Which means most of us will be around to witness the extinction of the African elephant.
Killing of elephants for their tusks has reached unsustainable levels. Humans now kill more elephants than are born each year.
George Wittemyera, Joseph M. Northrup, Julian Blanc, Iain Douglas-Hamilton, Patrick Omond, and Kenneth P. Burnham conducted a study and presented their findings to the National Academy of Sciences of the United States. They extrapolated that in 2011 alone, 40,000 elephants were murdered for their tusks.
They cite an increased demand for ivory in places, including China. A pair of tusks can fetch up to $10,000 American. That’s enticing money for some folks.
Now before you Americans start pointing fingers, there’s plenty of ivory trade here in the US as well. There are loopholes in the law preventing the import of ivory. Call yourself a hunter and the tusks a trophy, and you’re set. The Obama administration has tried to tighten that loophole, but the NRA is fighting it. And there’s lots of smuggling as well. Few smugglers are caught, and the ones that are usually get a slap on the wrist.

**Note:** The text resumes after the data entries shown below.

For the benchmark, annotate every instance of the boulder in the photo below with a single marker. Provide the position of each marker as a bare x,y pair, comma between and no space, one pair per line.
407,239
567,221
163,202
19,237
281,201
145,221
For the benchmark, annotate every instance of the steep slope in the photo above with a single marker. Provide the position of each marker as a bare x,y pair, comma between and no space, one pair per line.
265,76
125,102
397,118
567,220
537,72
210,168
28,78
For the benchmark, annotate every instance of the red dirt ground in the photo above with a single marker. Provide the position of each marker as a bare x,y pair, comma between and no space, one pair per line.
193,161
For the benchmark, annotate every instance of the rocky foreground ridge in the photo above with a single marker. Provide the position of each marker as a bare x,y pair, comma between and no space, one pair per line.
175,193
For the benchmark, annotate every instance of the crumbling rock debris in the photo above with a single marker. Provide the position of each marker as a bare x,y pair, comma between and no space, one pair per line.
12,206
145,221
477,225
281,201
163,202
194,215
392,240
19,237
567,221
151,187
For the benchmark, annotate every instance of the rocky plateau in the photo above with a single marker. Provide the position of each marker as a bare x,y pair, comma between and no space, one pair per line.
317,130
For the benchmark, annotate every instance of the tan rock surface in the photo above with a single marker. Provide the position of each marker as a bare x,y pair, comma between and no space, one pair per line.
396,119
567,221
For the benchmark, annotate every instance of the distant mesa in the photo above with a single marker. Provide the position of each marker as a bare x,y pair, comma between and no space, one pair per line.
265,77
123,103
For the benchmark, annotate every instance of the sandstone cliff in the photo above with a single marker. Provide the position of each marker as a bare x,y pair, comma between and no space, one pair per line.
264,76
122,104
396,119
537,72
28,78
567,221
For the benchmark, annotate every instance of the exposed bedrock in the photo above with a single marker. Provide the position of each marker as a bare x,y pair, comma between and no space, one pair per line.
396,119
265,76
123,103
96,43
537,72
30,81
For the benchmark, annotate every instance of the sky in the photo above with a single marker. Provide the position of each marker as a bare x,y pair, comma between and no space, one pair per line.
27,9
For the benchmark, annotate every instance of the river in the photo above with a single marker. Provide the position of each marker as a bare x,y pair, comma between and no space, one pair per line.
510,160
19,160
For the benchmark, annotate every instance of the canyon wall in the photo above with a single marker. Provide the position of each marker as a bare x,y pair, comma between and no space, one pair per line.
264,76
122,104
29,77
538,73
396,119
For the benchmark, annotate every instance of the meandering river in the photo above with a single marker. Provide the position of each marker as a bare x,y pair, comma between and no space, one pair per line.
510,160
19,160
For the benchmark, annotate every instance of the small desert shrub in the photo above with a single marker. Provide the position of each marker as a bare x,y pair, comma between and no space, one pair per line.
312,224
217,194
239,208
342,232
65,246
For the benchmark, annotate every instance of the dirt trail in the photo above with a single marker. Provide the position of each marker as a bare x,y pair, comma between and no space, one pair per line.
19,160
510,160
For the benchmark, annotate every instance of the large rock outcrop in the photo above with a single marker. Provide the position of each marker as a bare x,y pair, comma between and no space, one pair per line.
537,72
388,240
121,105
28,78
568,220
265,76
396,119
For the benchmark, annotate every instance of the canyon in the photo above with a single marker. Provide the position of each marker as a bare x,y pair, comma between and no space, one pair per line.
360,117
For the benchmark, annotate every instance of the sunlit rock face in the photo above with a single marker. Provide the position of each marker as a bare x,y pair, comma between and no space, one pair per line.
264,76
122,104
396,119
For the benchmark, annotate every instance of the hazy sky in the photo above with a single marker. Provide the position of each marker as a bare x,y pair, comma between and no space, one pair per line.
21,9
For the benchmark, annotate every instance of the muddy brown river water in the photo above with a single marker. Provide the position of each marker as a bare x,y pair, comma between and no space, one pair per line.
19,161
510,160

Fortunately, there is interest in saving the elephants and rhinos. Countries have banded together to stop the flow of ivory through their country. We’ve all heard of governments destroying piles of confiscated ivory. And some countries have stepped up enforcement of boundaries to preserves.
But it’s not enough.
Which means that soon we will see the largest land animal go by the wayside.